En résumé:
- Les experts en cybersécurité du RSAC 2026 qualifient les modèles d’IA de « stupides » en raison de leurs vulnérabilités importantes et de leur susceptibilité à la manipulation.
- PCWorld rapporte que l’IA peut être facilement amenée à exécuter des commandes malveillantes ou à supprimer des fichiers, ce qui la rend peu fiable pour les tâches critiques.
- Le cryptographe Adi Shamir décrit l’IA agentique comme « des idiots très intelligents », soulignant les risques majeurs en matière de confidentialité et de sécurité liés à leurs exigences étendues en matière d’accès aux données.
Cette semaine à San Francisco se tient la conférence RSAC 2026, l’un des plus grands événements annuels pour les experts en cybersécurité. Contrairement à DefCon, cette escroquerie concerne avant tout le business, plutôt que le piratage – du moins, l’objectif d’arrêter les piratages, plutôt que d’explorer les piratages en tant qu’art. Les intervenants ont discuté des vulnérabilités : failles dans la sécurité informatique, faiblesses des infrastructures, exploits cognitifs et émotionnels des personnes âgées.
Ils continuent également à qualifier l’IA de stupide.
Non pas que l’existence de l’IA soit stupide, ni que son utilisation soit stupide. Cela signifie que les modèles ne sont pas très brillants, ce qui les rend vulnérables aux attaques – et par extension, à nous aussi.
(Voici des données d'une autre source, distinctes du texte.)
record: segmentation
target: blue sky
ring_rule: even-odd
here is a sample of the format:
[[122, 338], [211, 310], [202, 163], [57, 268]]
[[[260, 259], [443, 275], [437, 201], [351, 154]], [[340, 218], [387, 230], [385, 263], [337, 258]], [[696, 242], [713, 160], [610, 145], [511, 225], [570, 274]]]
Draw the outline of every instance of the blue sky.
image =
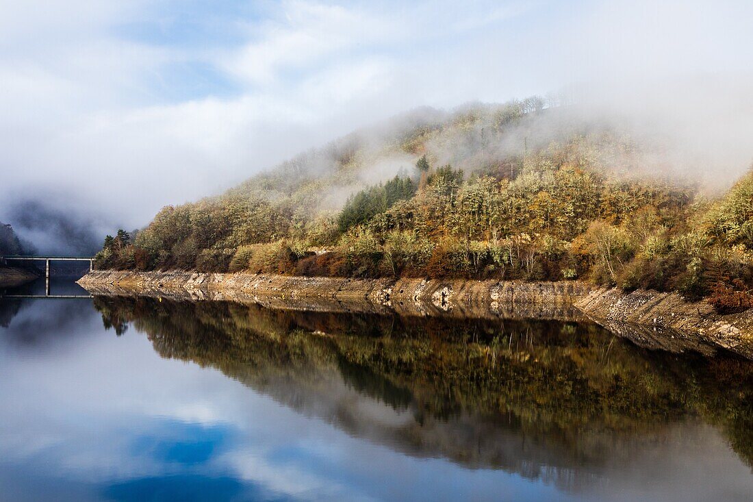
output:
[[417, 106], [574, 84], [681, 106], [708, 90], [676, 82], [749, 81], [751, 18], [742, 0], [0, 0], [0, 199], [139, 226]]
Ce point est revenu à maintes reprises au cours des sessions, avec un exemple frappant sorti des lèvres du célèbre cryptographe Adi Shamir, co-inventeur du protocole RSA et homonyme partiel du RSA (ancien propriétaire de la conférence RSAC). Au cours d’une table ronde avec plusieurs autres cryptographes éminents, il a qualifié l’IA agentique d’« excitante » mais aussi terrifiante – et a déclaré qu’il considérait les agents d’IA comme des « idiots très intelligents ».
Ce qu’il faut retenir pour ceux d’entre nous dans les tribunes, curieux (ou même impatients) de voir l’IA réduire le nombre de tâches subalternes et chronophages au cours d’une journée ? Les experts en sécurité peuvent constater à quel point la technologie est précoce – pas encore suffisamment avancée pour pouvoir exécuter librement des instructions en votre nom. Jusqu’à présent, j’ai vu beaucoup d’autres choses au cours du RSAC 2026 qui prouvent ce point, y compris une démonstration de la facilité avec laquelle l’IA peut être manipulée pour exécuter des commandes malveillantes.
La meilleure analogie que j’ai entendue jusqu’à présent est que si vous ne faites pas confiance à un tout-petit pour voir ou faire quelque chose, vous ne devriez probablement pas encore faire confiance à l’IA non plus.